UK Defence Secretary John Healey has joined his European counterparts in Paris this afternoon to discuss ongoing support for Ukraine.
The defence leaders will use the meeting to discuss security arrangements including potential European peacekeepers should a ceasefire take place.
There will be a press conference following the meeting at 5.30pm.
So far the Kremlin has declined to comment on a potential ceasefire with Ukraine following peace talks between Ukraine and the US in Jeddah.
US Secretary of State Marco Rubio said the US would be reaching out to Russia to discuss “ending all hostilities” soon.
“We all eagerly await the Russian response and urge them strongly to consider ending all hostilities,” he said.
US Middle East envoy Steve Witkoff is expected to head to Moscow later this week for a meeting with Russia.
The Kremlin is yet to confirm any meeting, but a spokesperson said Russia expected US officials to reach out “through various channels” in coming days to explain what understandings were reached with Ukraine.
US Secretary of State Marco Rubio said Washington urges Russia to end “all hostilities” to end the war, adding that neither Russia nor Ukraine would achieve all their goals.
Earlier today, Rubio said the conflict would only end through negotiation.
“That’s the only way you’re going to have peace, is through negotiation,” he said on a refueling stop in Ireland.
“And so we need to start that process, and it is hard to start a process when people are shooting at each other and people are dying.
He continued: “And so our hope is that we can stop that, all these hostilities, and get to a negotiating table where both sides, over some period of time, with a lot of hard work, can find a mutually acceptable outcome that, in the case of Ukraine, obviously secures their long-term prosperity and security.”
US Secretary of State Marco Rubio said the makeup of a potential European peacekeeping mission in Ukraine was still under discussion.
Asked in Ireland whether Washington backed the prospect of European peacekeepers, he said: “We’ll see.
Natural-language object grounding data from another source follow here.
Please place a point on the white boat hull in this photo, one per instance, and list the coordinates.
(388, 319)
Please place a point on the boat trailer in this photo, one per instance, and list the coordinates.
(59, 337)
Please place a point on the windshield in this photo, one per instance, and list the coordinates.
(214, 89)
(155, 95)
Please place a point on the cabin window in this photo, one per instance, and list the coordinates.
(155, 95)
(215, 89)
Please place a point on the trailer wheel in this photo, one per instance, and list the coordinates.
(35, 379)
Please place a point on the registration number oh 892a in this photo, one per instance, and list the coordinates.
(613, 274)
I mean, there’s different ways to construct a deterrent on the ground that prevents another war from starting in the future.
“We’re not going to go in with any sort of preconceived notion. The bottom line is it needs to be something that makes Ukraine feel as if they can deter and prevent a future invasion.
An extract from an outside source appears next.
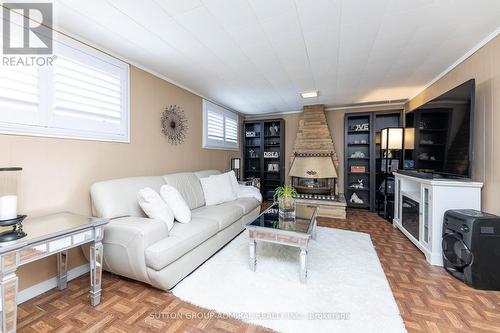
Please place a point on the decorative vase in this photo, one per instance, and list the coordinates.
(286, 207)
“How that looks and how that’s put together, that’s what we’re going to be talking about if we can get to that stage.”
Steve Bannon loves talking. In fact, he can’t stop. The Trump whisperer has laid out a plan behind the abandonment of Ukraine, namely for the United States to make a deal with Russia and turn to its real enemy, China. While Beltway think-tankers apply their fine minds to the puzzle of the Trump administration’s diplomacy, Bannon has cheerfully taken to the airwaves, most recently on the podcast of Tim Dillon, a stand-up comedian, to explain it to the little guy.
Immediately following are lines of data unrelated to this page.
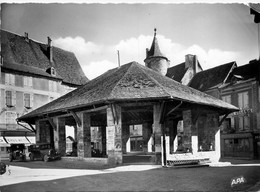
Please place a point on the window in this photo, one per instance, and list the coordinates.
(244, 123)
(9, 79)
(53, 86)
(53, 72)
(10, 97)
(227, 99)
(243, 101)
(10, 117)
(28, 100)
(27, 81)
The short version goes like this. The Chinese Communist Party (CCP) is at war with the United States. Elites in Silicon Valley and Wall Street sold out the working class and handed the Chinese the keys to wealth. Now, the only way to stop China is to cut it off from all capital and technology. It’s called decoupling.
Michael Sheridan writes:
Ukrainian forces appear to no longer be in control of the town of Sudzha in Russia’s Kursk region, according to an open-source intelligence map.
The DeepState battlefield map appeared to show that Kyiv’s forces had left the town, amid a Russian offensive to recapture its territory in Kursk.
But DeepState afterwards confirmed that fighting is continuing on the outskirts of the town on Wednesday.
A Ukrainian military spokesperson for the Kursk front declined to comment.
Sudzha is the largest settlement in a piece of Russian territory which Ukraine seized last August to act as a bargaining chip in any future negotiations regarding Moscow’s invasion of its neighbour.